The Lerwick station will remain open at “peak times, when the public wants us to be open,” the inspector said.
“I’d like to re-assure people that if they pick up the phone and dial the police then they are going to get a response. That response outwith the proposed opening times would be diverted to the divisional headquarters at Wick, which will be staffed 24 hours a day.
“However at this time there will be no reduction in police numbers. Police officers themselves can’t be made redundant, however there is a proposal to consider what we call a Regulation 19 that officers that have achieved 30 years service can possibly be retired. It is a proposal on the table across the force.”

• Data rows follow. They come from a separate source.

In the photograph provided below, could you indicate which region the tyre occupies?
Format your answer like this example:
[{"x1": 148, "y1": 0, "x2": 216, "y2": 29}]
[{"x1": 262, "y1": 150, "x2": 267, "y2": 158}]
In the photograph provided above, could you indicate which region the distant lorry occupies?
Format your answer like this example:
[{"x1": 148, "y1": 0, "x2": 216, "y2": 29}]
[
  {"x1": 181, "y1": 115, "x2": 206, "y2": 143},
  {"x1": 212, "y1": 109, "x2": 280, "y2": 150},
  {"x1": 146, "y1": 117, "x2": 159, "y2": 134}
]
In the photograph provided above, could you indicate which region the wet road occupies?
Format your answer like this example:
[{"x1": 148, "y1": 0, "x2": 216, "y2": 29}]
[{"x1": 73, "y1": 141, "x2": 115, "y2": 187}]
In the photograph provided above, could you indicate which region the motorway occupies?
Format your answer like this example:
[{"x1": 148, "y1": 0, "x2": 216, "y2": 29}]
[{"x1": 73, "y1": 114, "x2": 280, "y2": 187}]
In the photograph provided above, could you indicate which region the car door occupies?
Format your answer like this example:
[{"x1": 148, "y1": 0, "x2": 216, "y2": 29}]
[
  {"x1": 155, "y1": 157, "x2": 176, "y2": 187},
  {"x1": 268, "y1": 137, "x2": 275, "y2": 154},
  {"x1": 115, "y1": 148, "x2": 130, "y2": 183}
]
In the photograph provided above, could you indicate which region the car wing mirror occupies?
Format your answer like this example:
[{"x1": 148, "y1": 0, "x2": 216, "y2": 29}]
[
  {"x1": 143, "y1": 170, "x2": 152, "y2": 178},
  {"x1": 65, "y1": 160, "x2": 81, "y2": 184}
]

He refused to be drawn on how future cuts might impact on stations in the outer isles, although the need to trim budgets in future years could well make further closures possible.
“What I would say is that we will be maintaining our stations on the islands at this moment in time,” he said.
He added: “Because of the national picture and the severe financial cuts that are coming to bear we have to look at where we can make these savings. The only place left is stations and staff.
“The force itself and the chief constable is committed to maintaining the frontline uniform presence. That is our number one priority in this process.
“Our commitment is obviously the high visibility of officers on the street having contact with the public.”
Shetland representative on the Northern Joint Police Board, south end councillor Allison Duncan, said he had “no problems” with closing the Dunrossness station.
“It’s a positive move rather than a negative move because a hub will be opened at the terminal, and discussions with HIAL [Highlands and Islands Airports Ltd] are well advanced in that respect.
“There will be more of a police presence in the airport and that’s a welcome move, especially when you’ve maybe got illicit substances coming through the airport. It might help alleviate the serious problems we have in Shetland with drugs.”
He said the officer stationed at Dunrossness had spent much of his time in Lerwick anyway.
He added research had shown the number of people attending the Lerwick station outwith the planned opening hours had been no higher than 16 at any one time.
In total 16 stations across the Highlands and Islands as well as the Northern Isles are earmarked for closure.
The force is currently consulting with staff and partners with feedback due for consideration at a Northern Joint Police Board meeting in Inverness next month.